Coddington, a longtime diabetic, died Wednesday at Presbyterian Intercommunity Hospital in Whittier of complications stemming from a recent surgery, said publicist Brad Fanshaw.
For The Record
Los Angeles Times Friday, March 07, 2008 Home Edition Main News Part A Page 2 National Desk 2 inches; 108 words Type of Material: Correction
Coddington obituary: The obituary of hot rod and custom car designer and builder Boyd Coddington in the California section Feb. 29 reported that he had won the America's Most Beautiful Roadster Award seven times, including six in a row. Only the vehicle owner's name goes on the perpetual trophy, although it is standard in the industry to say that the builder of the car also won the award. Coddington built six cars that won the award, including one in 1996 that he owned. He built back-to-back winners in 1995 and 1996. The obituary also reported that Coddington won the Slonaker Award; he built the 1981 Slonaker Award-winning car.
Once described by Hot Rod magazine senior editor Gray Baskerville as "the Stradivarius of car building," Coddington was a onetime maintenance repairman and machinist at Disneyland who customized cars and built hot rods at home in his off-hours before opening Hot Rods by Boyd in Stanton in 1978.
"His cars set the standards for custom automotive design because rather than just take a selection of parts from other vehicles, he would design and manufacture virtually every part for the cars that he built," said Fanshaw, former president of Hot Rods by Boyd and Boyds Wheels.
Coddington launched Boyds Wheels in 1988.

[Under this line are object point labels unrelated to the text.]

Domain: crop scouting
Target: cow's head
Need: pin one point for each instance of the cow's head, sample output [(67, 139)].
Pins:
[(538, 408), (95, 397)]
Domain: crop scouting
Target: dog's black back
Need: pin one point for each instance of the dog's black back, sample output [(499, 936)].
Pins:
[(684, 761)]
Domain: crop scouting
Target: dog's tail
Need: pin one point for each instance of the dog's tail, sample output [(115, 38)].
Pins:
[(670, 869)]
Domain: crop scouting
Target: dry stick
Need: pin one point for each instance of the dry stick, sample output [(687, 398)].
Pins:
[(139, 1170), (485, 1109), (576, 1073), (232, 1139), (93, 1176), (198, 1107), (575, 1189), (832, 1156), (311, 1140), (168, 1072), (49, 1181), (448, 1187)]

"He was the first person to utilize billet aluminum in the manufacture of automotive wheels," said Fanshaw. "Prior to that, all custom wheels were made in a cast manufacturing process where the aluminum is melted and poured into a mold. Boyd developed the use of solid aluminum and machining it and sculpting it for the final wheel.
"It gave you a much stronger wheel, a much more beautiful wheel, and you had much more design latitude when you did it that way."

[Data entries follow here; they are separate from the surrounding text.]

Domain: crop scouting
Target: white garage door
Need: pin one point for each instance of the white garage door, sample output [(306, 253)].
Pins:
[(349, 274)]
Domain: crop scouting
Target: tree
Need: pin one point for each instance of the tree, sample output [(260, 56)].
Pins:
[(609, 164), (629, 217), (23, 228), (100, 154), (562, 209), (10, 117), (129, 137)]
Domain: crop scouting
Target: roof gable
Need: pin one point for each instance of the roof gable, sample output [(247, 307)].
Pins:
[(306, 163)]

Two cars built and designed by Coddington are in the permanent collection of the Petersen Automotive Museum in Los Angeles, which had an exhibit of his cars in the mid-1990s.
"Boyd Coddington is one of those guys who'll go down in history as one of the great names in the customizing and hot rod world," said Dick Messer, the museum's executive director.
Because of Coddington's background as a machinist and his ability to make precision parts for his cars, Messer said, "his stuff was very finely put together. A lot of the stuff he did looked like jewelry rather than automotive parts."
Coddington, Messer added, "had a great design eye. And some of the big names in the automotive world today, particularly in customizing and design, worked for Boyd at one time or another," including celebrity designers Jesse James and Chip Foose.
Among the iconic cars to come out of the Boyd shop are CheZoom, which Fanshaw described as "an extreme reinterpretation" of the classic 1957 Chevrolet Bel-Air; and the Aluma-Coupe, Boyd's reinterpretation of a 1933 Ford coupe that was hand-fabricated from aluminum.